We present an algorithm for curve skeleton extraction from imperfect point clouds where large portions of the data may be missing. Our construction is primarily based on a novel notion of generalized rotational symmetry axis (ROSA) of an oriented point set. Specifically, given a subset S of oriented points, we introduce a variational definition for an oriented point that is most rotationally symmetric with respect to S. Our formulation effectively utilizes normal information to compensate for the missing data and leads to robust curve skeleton computation over regions of a shape that are generally cylindrical. We present an iterative algorithm via planar cuts to compute the ROSA of a point cloud. This is complemented by special handling of non-cylindrical joint regions to obtain a centered, topologically clean, and complete 1D skeleton. We demonstrate that quality curve skeletons can be extracted from a variety of shapes captured by incomplete point clouds. Finally, we show how our algorithm assists in shape completion under these challenges by developing a skeleton-driven point cloud completion scheme.

@article {rosa_sig09,
title = {Curve Skeleton Extraction from Incomplete Point Cloud},
author = {Andrea Tagliasacchi and Hao Zhang and Daniel Cohen-Or},
journal = {ACM Transactions on Graphics (Proc. SIGGRAPH)},
year = {2009}}

	Based on the model of generalized rotational symmetry we develop an algorithm for curve-skeleton extraction from incomplete point clouds. Articulated shapes are generally composed by two types of regions: branch regions, which are associated with generalized rotational symmetry and joint regions, which are not. This intuition is easily observable in the figure here on the left, where a shape is composed by three branches joining together in the middle, forming a letter Y shape. Colors in the figure illustrate which regions of the shape are considered as branches and which are considered a joints.

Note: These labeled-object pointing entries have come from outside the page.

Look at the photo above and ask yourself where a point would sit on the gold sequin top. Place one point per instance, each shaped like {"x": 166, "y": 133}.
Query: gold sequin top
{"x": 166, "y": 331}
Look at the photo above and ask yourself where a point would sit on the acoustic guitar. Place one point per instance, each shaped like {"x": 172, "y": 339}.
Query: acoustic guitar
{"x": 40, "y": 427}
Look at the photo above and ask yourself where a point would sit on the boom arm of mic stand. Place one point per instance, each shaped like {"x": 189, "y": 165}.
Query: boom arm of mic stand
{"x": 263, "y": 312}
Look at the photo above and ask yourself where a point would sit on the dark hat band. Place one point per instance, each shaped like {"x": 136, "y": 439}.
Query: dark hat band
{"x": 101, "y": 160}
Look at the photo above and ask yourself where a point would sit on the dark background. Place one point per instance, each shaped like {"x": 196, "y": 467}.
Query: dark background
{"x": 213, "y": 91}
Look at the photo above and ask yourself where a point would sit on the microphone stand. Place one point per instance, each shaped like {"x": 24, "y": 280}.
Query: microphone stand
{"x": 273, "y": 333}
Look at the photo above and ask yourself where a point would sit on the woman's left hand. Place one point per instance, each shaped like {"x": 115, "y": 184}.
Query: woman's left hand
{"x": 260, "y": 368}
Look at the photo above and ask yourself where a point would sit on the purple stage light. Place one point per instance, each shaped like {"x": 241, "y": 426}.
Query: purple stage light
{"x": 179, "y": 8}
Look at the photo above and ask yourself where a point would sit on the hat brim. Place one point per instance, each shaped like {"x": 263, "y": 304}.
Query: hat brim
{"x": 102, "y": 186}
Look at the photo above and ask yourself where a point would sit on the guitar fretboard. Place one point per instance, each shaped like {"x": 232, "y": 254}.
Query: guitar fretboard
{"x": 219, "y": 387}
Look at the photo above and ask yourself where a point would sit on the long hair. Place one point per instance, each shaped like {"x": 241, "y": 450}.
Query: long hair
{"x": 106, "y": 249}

	Rotational symmetry for a surface sample is characterized by: (1) A rotational symmetry center, (2) A rotational symmetry axis (direction). We solve the problem of finding these two elements by observing that the symmetry axis can also be represented in terms of a cutting plane, perpendicular to the symmetry axis. Intuitively, the symmetry center should lie on this plane.
	Given the samples lying on a candidate cutting plane, we propose an optimization problem that is able to identify candidates for a meaningful rotational symmetry axis and rotational symmetry center, a "ROSA point" whoese (1) axis minimizes the sum of angular distances with the sample normals and (2) center minimizes the sum of distances to normal lines.